Gescheitert und doch gewonnen

Bis zum Kilometer 32 war der Marathonlauf in Bremen der bisher beste Lauf meines Lebens. Knapp 10 Minuten Vorsprung auf meine Ziel-Zeit hatte ich herausgelaufen. 
Ich hätte die letzten 10 km sogar jeweils entspannt eine Minute langsamer laufen um rechtzeitig ins Ziel zu kommen. Da ist es passiert.

Ein stechender Schmerz schoss in die rechte Wade, ich musste sofort stehen bleiben. Eine Muskelverletzung schmerzte, ich versuchte das Bein zu dehnen. Es wurde aber nicht besser. 
Humpelnd setze ich meinen Weg fort. Bei Kilometer 35 war ich fast nur noch auf einem Bein unterwegs und kam gerade fast an meinem Wagen vorbei, den ich unweit der Strecke geparkt hatte. 
Entnervt riss ich mir die Startnummer von der Brust, entsorgte sie im nächsten Mülleimer und hinkte fluchend zum Auto. 
83% der Wegstrecke hatte ich geschafft, der Tempomacher für meine Zielzeit war noch lange nicht in Sicht, so viel Vorsprung hatte ich eigentlich noch.

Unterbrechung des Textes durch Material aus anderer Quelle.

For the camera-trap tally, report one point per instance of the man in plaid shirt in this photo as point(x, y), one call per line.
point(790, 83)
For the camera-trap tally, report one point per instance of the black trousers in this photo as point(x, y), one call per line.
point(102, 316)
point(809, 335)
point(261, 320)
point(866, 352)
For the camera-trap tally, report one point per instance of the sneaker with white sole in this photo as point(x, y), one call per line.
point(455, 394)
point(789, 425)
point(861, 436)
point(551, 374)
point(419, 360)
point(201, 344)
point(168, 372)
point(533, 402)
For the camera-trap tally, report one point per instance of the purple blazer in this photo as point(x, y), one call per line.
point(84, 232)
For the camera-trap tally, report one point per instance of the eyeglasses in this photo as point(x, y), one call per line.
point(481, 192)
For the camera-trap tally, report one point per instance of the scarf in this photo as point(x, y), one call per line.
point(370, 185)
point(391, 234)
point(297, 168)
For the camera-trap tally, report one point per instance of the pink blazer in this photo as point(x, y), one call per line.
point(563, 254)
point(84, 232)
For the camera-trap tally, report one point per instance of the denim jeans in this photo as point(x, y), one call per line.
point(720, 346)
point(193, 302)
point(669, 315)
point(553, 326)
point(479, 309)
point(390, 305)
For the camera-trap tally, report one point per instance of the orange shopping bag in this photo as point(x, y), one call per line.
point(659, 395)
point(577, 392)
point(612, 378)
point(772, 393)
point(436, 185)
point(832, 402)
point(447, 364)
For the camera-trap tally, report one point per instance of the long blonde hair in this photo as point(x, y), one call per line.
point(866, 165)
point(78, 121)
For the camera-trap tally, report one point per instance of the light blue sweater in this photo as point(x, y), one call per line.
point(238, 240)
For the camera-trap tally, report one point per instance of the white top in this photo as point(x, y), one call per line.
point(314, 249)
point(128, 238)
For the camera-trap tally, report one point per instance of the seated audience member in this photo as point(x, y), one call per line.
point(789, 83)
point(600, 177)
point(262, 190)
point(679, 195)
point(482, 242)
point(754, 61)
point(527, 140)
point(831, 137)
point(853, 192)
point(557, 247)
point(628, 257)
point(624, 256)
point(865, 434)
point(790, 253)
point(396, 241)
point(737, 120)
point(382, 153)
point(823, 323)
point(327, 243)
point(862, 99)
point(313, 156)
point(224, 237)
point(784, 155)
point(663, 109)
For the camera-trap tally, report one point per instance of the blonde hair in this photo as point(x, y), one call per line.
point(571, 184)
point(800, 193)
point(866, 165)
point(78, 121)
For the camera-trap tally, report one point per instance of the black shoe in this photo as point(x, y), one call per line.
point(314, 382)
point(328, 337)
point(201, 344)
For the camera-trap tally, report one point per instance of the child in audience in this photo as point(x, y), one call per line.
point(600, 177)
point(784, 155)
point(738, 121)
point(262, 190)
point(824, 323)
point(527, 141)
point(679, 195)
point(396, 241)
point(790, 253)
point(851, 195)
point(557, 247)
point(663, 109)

Vor einigen Jahren wäre ich nach einem solchen Scheitern über Wochen unerträglich gewesen. Immer wieder wäre das Kopfkino angegangen, immer wieder hätte ich mich über das Versagen aufgeregt. 
Durch die Selbstentwicklung und -findung der letzten Jahre konnte ich mein Bewusstsein auf die positiven Faktoren richten:

  • Ich durfte während der Vorbereitung 800 km in der freien Natur genießen
  • 800.000 Schritte haben meinen Laufstil und damit meine Haltung verbessert
  • 8 kg habe ich während des Trainings abgenommen
  • 80 Stunden Vorbereitung waren eine Zeit, in der ich mich intensiv mit mir beschäftigen konnte. Von der Atmung bis zur ungestörten Lösung von Problemen
  • Ich durfte 32 km des Laufes genießen und hatte dabei tolle Empfindungen und inspirierende Gespräche mit anderen Läufern
  • Auch das Nichterreichen des Ziels hat mir gezeigt, dass trotzdem am nächsten Tag ein neues leeres Blatt im Buch meines Lebens gefüllt werden möchte.
  • Eigentlich wollte ich meine kurze "Marathon-Karriere" nach dem Lauf beenden. Da ich meine Zielzeit aber nicht erreicht habe darf ich noch einen neuen Anlauf starten und mich im Training nochmals als Sportler und Mensch verbessern.

Aus diesem Grunde bleiben Euch also weitere Posts über das Laufen nicht erspart. Der Weg ist das Ziel zum Ziel.